Italien verzichtet auf Guardiola und sucht weiter nach Trainer

Franz Steiner
Franz Steiner
Geprüft von: Redaktion
Italien verzichtet Guardiola sucht weiter

Da sitzen sie also in Italien und hadern mit der Trainerfrage. Pep Guardiola, der große Name, der Traum vieler Verbände, sagt Nein. Persönliche und familiäre Gründe – das klingt nach einem klaren Cut, keiner halben Sachen. Und schon wieder ein Kapitel, das zeigt: Fußball ist nicht nur Taktik und Talent, sondern auch viel Psychologie und Lebensplanung.

Erinnern wir uns an Gennaro Gattuso, der im März seinen Job verlor, nachdem Italien im Playoff-Finale gegen Bosnien-Herzegowina scheiterte. Dritter WM-Ausfall in Serie, eine nationale Schmach, die natürlich auch die Trainerbank zum Glühen bringt. Paolo Maldini, der technisch Verantwortliche, drückte es klar aus: Wir stehen unter Zeitdruck. Na, wenn das kein Anlass für hektischen Aktionismus wäre.

Wer kommt nun für Italien in Frage

Nachdem Guardiola abgewunken hat, bleibt die Liste überschaubar, aber nicht uninteressant. Carlo Ancelotti als alter Dior des Weltfußballs – aber der sitzt noch fest bei Brasilien. Und dann Roberto Mancini, der EM-Sieger von 2021, der eine Rückkehr natürlich reizvoll machen würde. Oder Andrea Pirlo, der zwar international glänzte, aber als Trainer noch nicht den ganz großen Stempel gesetzt hat.

Der Katalane Guardiola hatte sich nach zehn Jahren vollgepackt mit Titeln bei Manchester City eine Auszeit gegönnt. Und das zeigt wieder, wie wichtig auch im Spitzenfußball diese Pausen sind. Man kann nicht immer nur Vollgas geben. Bayern München? War vor Jahren schon sein Revier. Doch jetzt will er wohl andere Prioritäten setzen.
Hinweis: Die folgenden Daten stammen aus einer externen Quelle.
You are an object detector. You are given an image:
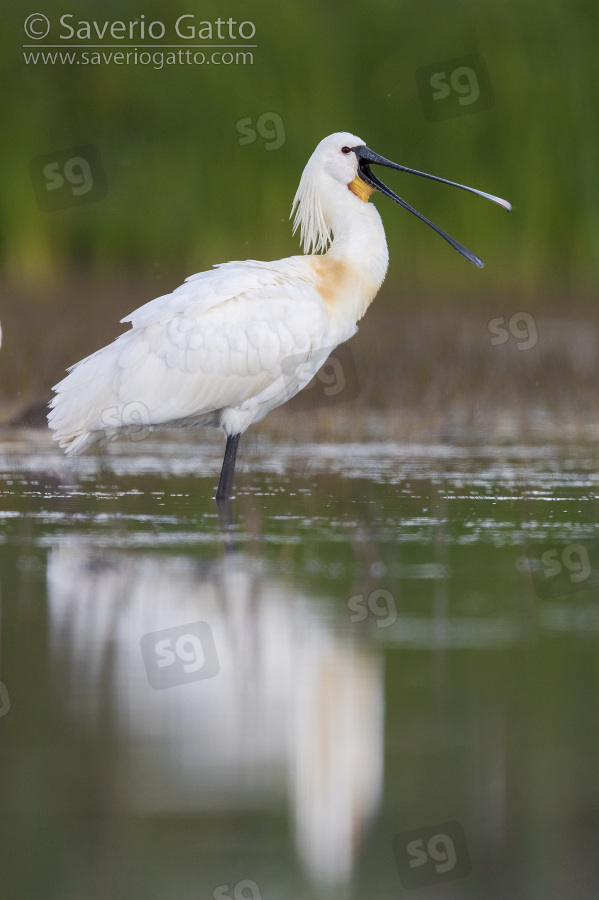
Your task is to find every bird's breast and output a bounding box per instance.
[310,253,380,325]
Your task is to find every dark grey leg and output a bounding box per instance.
[216,434,241,500]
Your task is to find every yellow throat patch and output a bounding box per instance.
[348,175,375,203]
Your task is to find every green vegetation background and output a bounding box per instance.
[0,0,599,400]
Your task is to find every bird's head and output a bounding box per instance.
[291,131,512,268]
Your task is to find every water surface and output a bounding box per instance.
[0,432,599,900]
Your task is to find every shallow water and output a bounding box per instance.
[0,433,599,900]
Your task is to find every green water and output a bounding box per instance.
[0,433,599,900]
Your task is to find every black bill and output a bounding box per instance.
[352,145,512,269]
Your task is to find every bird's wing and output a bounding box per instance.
[49,257,328,443]
[121,256,307,328]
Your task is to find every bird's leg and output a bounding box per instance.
[216,434,241,501]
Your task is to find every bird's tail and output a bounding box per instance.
[48,338,129,456]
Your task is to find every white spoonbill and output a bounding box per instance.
[48,132,511,500]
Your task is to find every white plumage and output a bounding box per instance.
[48,132,505,499]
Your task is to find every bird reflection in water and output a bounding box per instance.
[48,537,384,886]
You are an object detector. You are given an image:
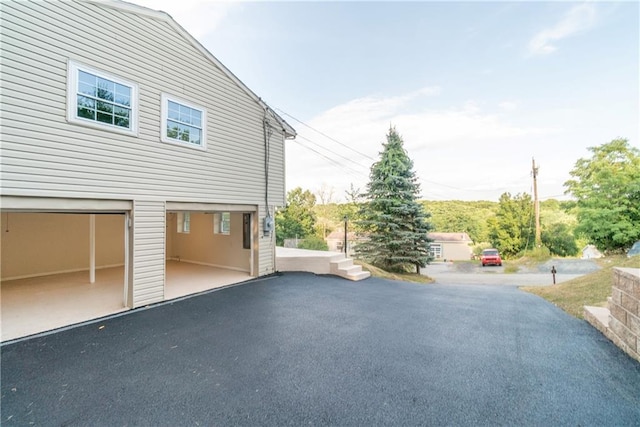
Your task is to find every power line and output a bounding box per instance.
[298,142,362,178]
[275,107,375,160]
[296,135,367,169]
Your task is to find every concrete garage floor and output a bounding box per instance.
[0,261,251,341]
[0,273,640,427]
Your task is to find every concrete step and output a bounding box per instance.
[347,271,371,282]
[331,258,353,274]
[330,257,371,281]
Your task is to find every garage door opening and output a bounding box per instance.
[165,211,255,299]
[0,211,127,341]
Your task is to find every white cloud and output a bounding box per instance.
[123,0,239,39]
[529,3,596,55]
[498,101,518,111]
[286,91,557,200]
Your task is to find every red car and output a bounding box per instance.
[480,249,502,267]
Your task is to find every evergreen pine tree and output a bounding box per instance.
[357,127,433,273]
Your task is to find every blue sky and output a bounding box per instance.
[129,0,640,201]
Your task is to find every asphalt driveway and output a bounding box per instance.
[0,273,640,426]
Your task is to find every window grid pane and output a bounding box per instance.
[166,100,202,145]
[76,70,132,129]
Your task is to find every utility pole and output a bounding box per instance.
[531,158,542,247]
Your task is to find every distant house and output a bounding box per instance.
[428,233,473,261]
[582,245,602,259]
[324,228,362,254]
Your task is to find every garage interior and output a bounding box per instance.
[0,211,257,342]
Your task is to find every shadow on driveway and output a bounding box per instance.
[0,273,640,426]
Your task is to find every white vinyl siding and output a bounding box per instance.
[67,61,138,135]
[160,94,207,150]
[0,1,285,274]
[0,1,284,205]
[133,200,166,308]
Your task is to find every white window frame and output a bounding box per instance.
[160,93,207,151]
[177,212,191,234]
[67,60,138,136]
[213,212,231,235]
[429,243,442,259]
Interessant ist der Vorgang auch aus Sicht eines alten Bookmakers: Wer hier auf den neuen Italien-Coach wettet, braucht Nerven und ein feines Gespür – denn die Lage bleibt unübersichtlich. Ein Coach mit der nötigen Erfahrung und dem richtigen Riecher für ein angeschlagenes Land ist gefragt. Die nächste Entscheidung sollte nicht zu lange auf sich warten lassen, denn die WM rückt näher.

Für den interessierten Leser lohnt sich ein Blick auf andere Sportgeschichten etwa zum österreichischen Fußball oder sogar auf die spannende Entwicklung im österreichischen Tennissport. So viel steht fest: Im Fußball zählt nicht nur der Name, sondern auch die Strategie hinter den Kulissen.

Am Ende zeigt sich einmal mehr: Große Namen garantieren keine Erfolge und familieninterne Gründe sind oft das Zünglein an der Waage. Wer mutig ist, plant vor und hat auch einen Plan B. So tickt das Geschäft im Weltfußball. Man darf gespannt sein, wer Italien künftig vom Trainerstuhl aus führt. Ein Fakt bleibt – Zeit ist ein Luxus, den die Squadra Azzurra gerade nicht hat.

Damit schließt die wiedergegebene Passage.